A Prasa executive, who spoke on condition of anonymity, told the Sunday Times Siyaya DB did not finish the designs because the company was liquidated by its partner, DB International in 2017.
In May 2016, DB International started liquidation proceedings against Siyaya DB, arguing that the entity owed it R12m for services rendered on Prasa’s project to redesign the Braamfontein and Salt River depots. The liquidation order was granted in late 2016.
DB International later distanced itself from Siyaya, claiming Mabunda had secured the contract to design the depots by misrepresenting and misleading Prasa into believing his company was in partnership with a reputable German company that would help it deliver on the project. It said the company only had a “limited subcontract” with Siyaya.
DB International did not respond to the Sunday Times’ questions.
Prasa’s 2023/24 annual report indicates the agency has abandoned the Siyaya DB designs and appointed new firms to redo the work.
According to this report, the design and construction services consultant for the Salt River depot “has received a letter to proceed with the project and is currently mobilising resources”.
For the Braamfontein depot, “the tender for consulting services to provide suitable and sufficient capacity to maintain the newly acquired fleet [of trains] was awarded in November 2023. Contracting is under way.”
The depot modernisation forms part of Prasa’s extensive multibillion rand programme to overhaul and revamp its entire rail infrastructure. It is introducing new rolling stock, known as electric multiple unit (EMU) trains. These new blue-and-white trains, which Prasa started introducing in 2019, are made by the Gibela Consortium in Nigel. The agency is also installing digital signalling equipment nationwide — at a cost of more than R19bn.
In May, Prasa told News24 that the Gibela Consortium had manufactured 268 EMU trains, but the agency was using only 142. The remainder were parked at Wolmerton, another depot with a troubled upgrade, which was shelved in 2021 over procurement irregularities.
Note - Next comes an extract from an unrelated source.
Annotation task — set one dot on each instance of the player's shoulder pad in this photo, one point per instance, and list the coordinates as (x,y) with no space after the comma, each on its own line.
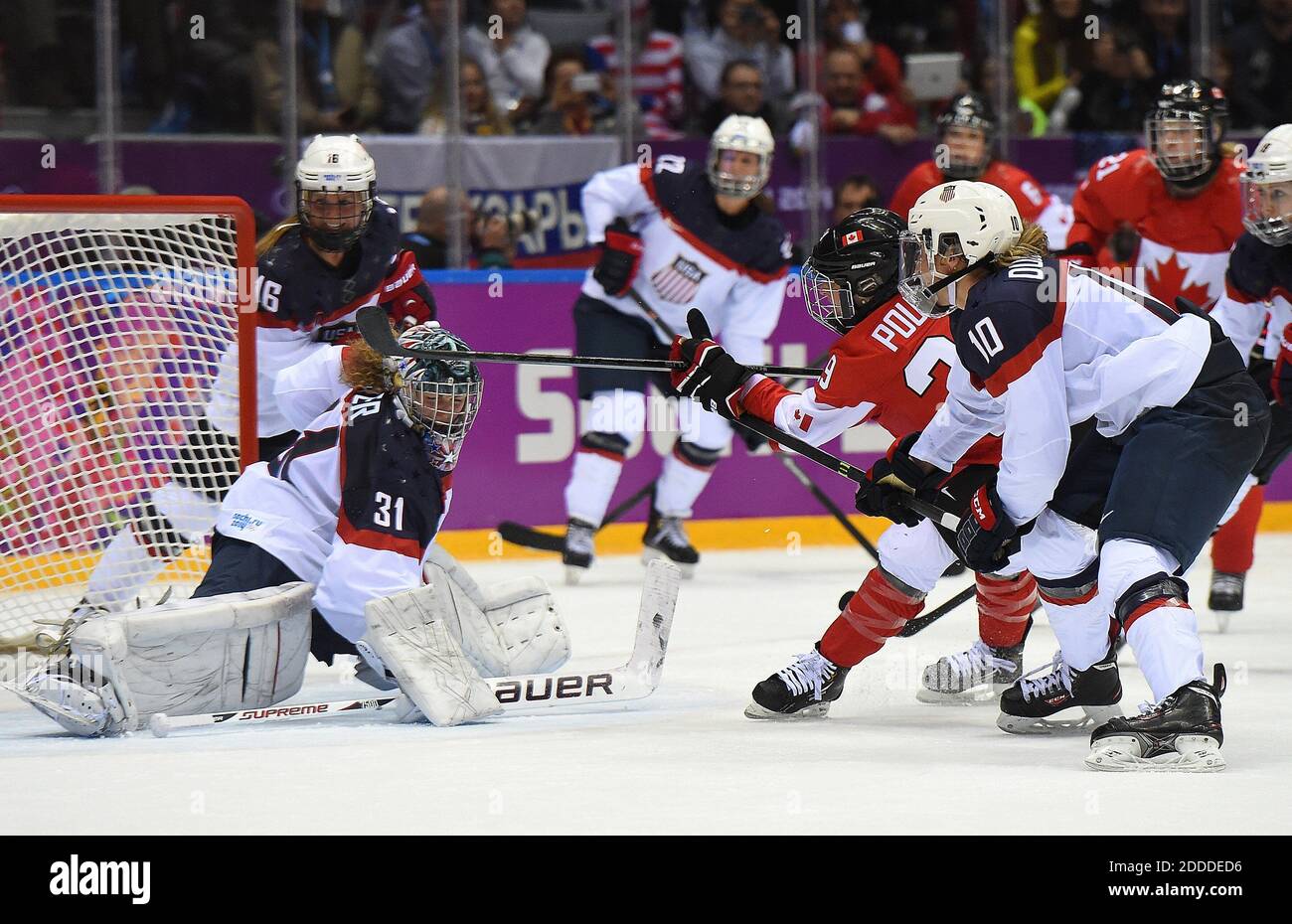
(1257,271)
(1007,325)
(383,463)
The SIU report also shows that on October 1, 2018, Prasa paid Nandisa Milisa Consultancy (NMC) R4m for a bouquet of services — including various assessments and geotechnical investigations — allegedly delivered since its appointment in December 2013.
Investigators found that NMC fabricated, plagiarised and falsified various reports, and failed to produce others at all. The invoices, totalling R4m, were created by Prasa’s financial officer, Francis Theoane, who has since been dismissed.
Theoane allegedly generated the invoices using the website invoicehome.com and submitted them to Prasa on NMC’s behalf. The SIU said Prasa provided no reasonable explanation for an employee to create and submit such invoices.
In total, Prasa paid NMC R51.7m.
Between November 2016 and February 2018, the report shows that NMC paid R291,000 in kickbacks — in six tranches — to Mthimkhulu’s company, African Engineering Technology Institute.
In September last year, Mthimkhulu was sentenced to a 15-year jail term for misrepresenting his qualifications and falsely claiming he had a master’s degree and a doctorate in engineering management.
The report also shows that in February 2018, NMC paid R2.8m to Lamothewa Trading, owned by Leroma David Theoane. David, the brother of Francis Theoane, did not respond to requests for comment and Francis could not be reached.
NMC director Nandisa Gschwari denied all wrongdoing, including that Prasa paid her company R51.7m. “NMC denies, in the strongest terms, that it paid any ‘kickbacks’ to Molathethwa Trading, African Engineering, or any other party,” she said.
All payments made by NMC to subcontractors, she said, were legitimate subcontracting payments for services procured and supervised by NMC’s senior engineering team at the time.
NMC did not bill Prasa for fabricated or incomplete work, and all invoices submitted were for bona fide services and deliverables, she said.